Hierro
III-II aC
Mas Castellar (Pontós - Alt Empordà)
Al menos desde la Primera Edad del Hierro, cuando un guerrero moría, sus armas se amortizaban calentándolas y doblándolas o desmembrándolas, y se depositaban junto a él en la tumba. Los íberos seguían la misma tradición. Sin embargo, en el mundo íbero, al igual que en la Galia, existían armas que se exhibían en otros espacios: calles y zonas residenciales y, en el caso galo, santuarios o empalizadas.
La espada con su vaina que aquí presentamos (solo se conserva la cara dorsal) es del tipo La Tène, como era habitual entre los íberos de nuestra región, y está doblada por la mitad, con la espiga también doblada y un agujero cuidadosamente realizado que atraviesa tanto la hoja como la vaina, lo que permite exhibirla incrustada en una pared, en un poste…
Apareció en una calle del asentamiento de Mas Castellar (Pontós, Alt Empordà) y se sitúa entre los siglos III y II a.
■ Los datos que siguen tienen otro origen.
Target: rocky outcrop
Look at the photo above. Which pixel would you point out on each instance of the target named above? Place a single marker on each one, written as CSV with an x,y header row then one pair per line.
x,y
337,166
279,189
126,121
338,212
C. Se encontró frente a una casa a la que se le han atribuido funciones culturales. Precisamente en otra estancia de dicha casa se encontró otra espada, asociada a una mandíbula humana.
En el mundo indigete, las espadas perforadas suelen asociarse a cráneos o partes de cráneos enclavados, posiblemente una exhibición de trofeos de guerra: el cráneo y las armas del enemigo derrotado. Las armas y los cráneos también se hallan en el sur de la Galia y en el mundo celta, más al norte. Las fuentes clásicas hablan de la exhibición de cabezas cortadas.
Pero la cuestión es más compleja: algunos de los cráneos pertenecen a niños o adolescentes, mujeres u hombres de edad avanzada o con patologías, que no serían precisamente guerreros. Puesto que no solo se trata de la exhibición de trofeos ganados al enemigo, es necesario plantear otras casuísticas. El debate está servido.